If you don’t remember what downtown Dallas was like before its parks revolution, it’s hard to imagine now. And it’s worth keeping in mind that this change has happened with extraordinary speed in the glacial world of public infrastructure.
On Tuesday morning, the tangled braid of roads leading into the east side of downtown was gone. In its place is Carpenter Park, our newest and largest downtown park, a beautiful space, both serene and active, that is an invitation into the central city, a place worthy of the skyline that rises around it and of the iconic sculpture, Portal Park Slice, repositioned as its anchor.
Dirt has been turning for a little more than a decade to build our downtown parks, and what has been accomplished in so little time is remarkable. It seemed to take “a nanosecond,” as Mary Margaret Jones, the landscape architect responsible for envisioning the downtown parks, said Tuesday.
In truth, some two decades of vision, planning and work have gone into the realization of the downtown parks master plan. Robert Decherd, founder and chairman of Parks for Downtown Dallas and chairman, president and chief executive of DallasNews Corporation, has led this transformational change in concert with many partners, public and private.
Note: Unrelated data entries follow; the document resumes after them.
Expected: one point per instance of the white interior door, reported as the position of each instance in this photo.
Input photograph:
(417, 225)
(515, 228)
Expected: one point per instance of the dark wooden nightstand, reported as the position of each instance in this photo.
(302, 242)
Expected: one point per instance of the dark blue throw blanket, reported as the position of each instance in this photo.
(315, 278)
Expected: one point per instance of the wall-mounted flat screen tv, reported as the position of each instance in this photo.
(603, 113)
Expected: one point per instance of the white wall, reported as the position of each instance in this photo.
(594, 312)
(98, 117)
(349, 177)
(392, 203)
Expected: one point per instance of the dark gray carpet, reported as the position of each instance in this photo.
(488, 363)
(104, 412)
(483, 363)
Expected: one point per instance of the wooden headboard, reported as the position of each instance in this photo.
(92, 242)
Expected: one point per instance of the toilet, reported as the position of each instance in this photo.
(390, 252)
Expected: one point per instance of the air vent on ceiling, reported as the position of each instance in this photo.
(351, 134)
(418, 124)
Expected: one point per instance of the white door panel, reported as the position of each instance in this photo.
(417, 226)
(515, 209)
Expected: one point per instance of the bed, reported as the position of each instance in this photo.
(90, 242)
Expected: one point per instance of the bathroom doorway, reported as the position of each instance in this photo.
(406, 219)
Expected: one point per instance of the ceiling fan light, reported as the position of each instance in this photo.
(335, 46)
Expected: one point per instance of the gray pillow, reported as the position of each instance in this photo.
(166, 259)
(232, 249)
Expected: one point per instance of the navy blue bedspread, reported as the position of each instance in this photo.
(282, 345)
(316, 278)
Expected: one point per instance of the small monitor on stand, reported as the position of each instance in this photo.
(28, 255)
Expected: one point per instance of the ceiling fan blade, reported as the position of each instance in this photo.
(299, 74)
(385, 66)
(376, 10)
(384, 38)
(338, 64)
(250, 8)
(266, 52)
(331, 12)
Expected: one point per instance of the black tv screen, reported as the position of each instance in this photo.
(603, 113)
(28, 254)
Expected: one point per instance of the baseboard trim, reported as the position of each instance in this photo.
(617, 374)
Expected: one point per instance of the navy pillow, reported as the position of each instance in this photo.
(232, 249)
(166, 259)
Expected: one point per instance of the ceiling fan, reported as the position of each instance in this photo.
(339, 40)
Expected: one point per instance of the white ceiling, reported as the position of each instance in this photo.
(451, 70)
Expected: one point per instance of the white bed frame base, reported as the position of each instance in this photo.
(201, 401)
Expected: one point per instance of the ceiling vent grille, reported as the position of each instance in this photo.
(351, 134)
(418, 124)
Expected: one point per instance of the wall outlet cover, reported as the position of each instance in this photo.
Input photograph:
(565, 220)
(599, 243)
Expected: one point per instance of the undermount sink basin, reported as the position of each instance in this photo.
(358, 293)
On Tuesday, Decherd joined Mayor Eric Johnson and the family of John Carpenter, who gave generously to construct this gift to the city. It was the latest, but not the last, opening ceremony for Parks for Downtown Dallas, which has given the city Civic Garden, West End Square and Pacific Plaza. Harwood Park, its final work under the downtown parks master plan, is under construction and is scheduled to open in spring 2023.
At nearly six acres, Carpenter Park redefines the eastern edge of downtown and its connection to Deep Ellum. It also alters for the better the connection between the city and the people who live in it.
The old park was a statement of the primacy of the roads that got people into and out of downtown. The new park is an embrace of the people who are downtown, who enjoy the city in both its movement and its stillness.
Parks are, as Mayor Johnson said Tuesday, critical infrastructure. They are as integral to the fullness of our lives as the roads that carry us here and there. They are fulfilling and completing.
Downtown Dallas is home now to major parks thanks to a private and public commitment to the master plan that conceived of a radically different city core where beautiful public spaces, rather than towering private buildings, are the center of gravity.
That change will ensure that downtown Dallas endures for generations as a place not only of commerce but also of life.